Turns out Texas Pete isn't as Texan as some might believe. A Los Angeles man has filed a class action lawsuit accusing Winston-Salem-based T.W. Garner Food Co. of false advertising after learning that its Texas Pete hot sauce is made in North Carolina—not the Lone Star State.
As reported by North Carolina news station WGHP-TV, in Sept. 2021, Philip White purchased a $3 bottle of Texas Pete—which has a label featuring the famed lone white star of the Texas flag and a cartoon cowboy with a lasso— at a Ralph's grocery in Los Angeles. The suit states that White made the purchase while relying "upon the language and images displayed on the front label of the Product, and at the time of purchase understood the Product to be a Texas product," according to the complaint. "There is surprisingly nothing Texas about them," it continues.

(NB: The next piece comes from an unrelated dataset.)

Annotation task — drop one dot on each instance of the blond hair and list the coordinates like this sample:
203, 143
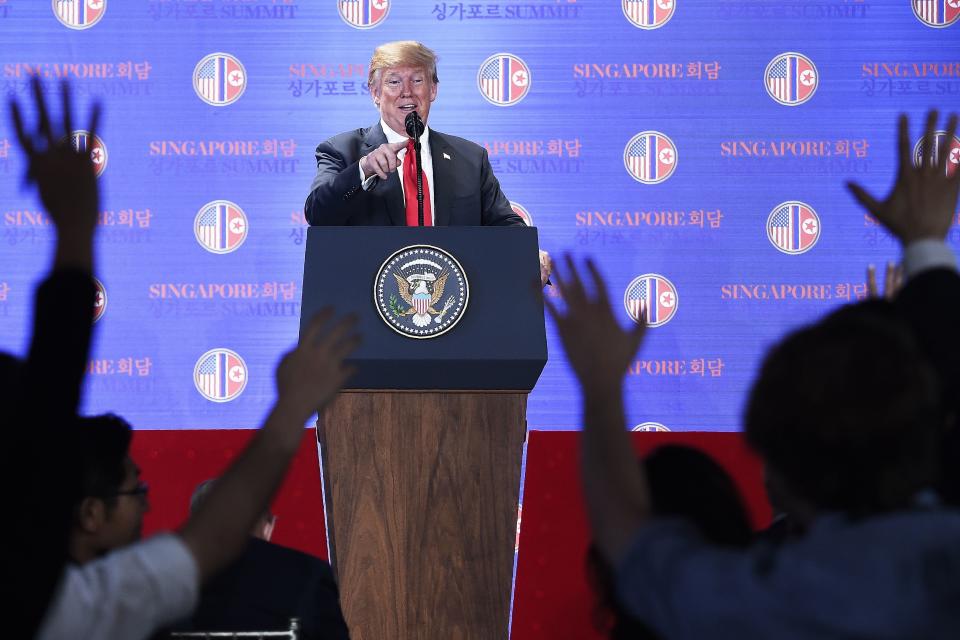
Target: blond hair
401, 53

The complaint also alleges that the ingredients of the Louisiana-style hot sauce come from "sources outside of Texas."
The hot sauce, invented by a North Carolina man named Sam Garner, actually originated at a Winston-Salem barbecue restaurant in 1929, according to The Texas Pete website. The page cites a Dec. 5, 2013 article from the Triad Business Journal that reads: "With a name like Texas Pete, one would think the famed hot sauce is manufactured somewhere in the Lone Star state..."
According to the Texas Pete "About" page, Garner and his sons were thinking of what to name their hot sauce, a marketing advisor recommended the moniker "Mexican Joe" in order "to connote the piquant flavor reminiscent of the favorite foods of our neighbors to the south."
"'Nope! 'It's got to have an American name!'" the website claims Garner said in response. "Sam suggested they move across the border to Texas, which also had a reputation for spicy cuisine. Then he glanced at [his] son Harold whose nickname was 'Pete' and the Texas Pete cowboy was born."
In the suit, White claims that had he known the hot sauce wasn't made in Texas, he wouldn't have bought it. "By representing that its Texas Pete brand hot sauce products are Texas products, when they are not [T.W. Garner Food Co.] has cheated its way to a market-leading position in the $3 billion hot sauce industry at the expense of law-abiding competitors and consumers nationwide who desire authentic Texas hot sauce and reasonably, but incorrectly, believe that is what they are getting when they purchase Texas Pete," the complaint says.
White's complaint asks the court to force Texas Pete to "change its name and brand and to pay up," according to WGHP-TV.
T.W. Garner Food Co. has until Nov. 10 to respond to the complaint.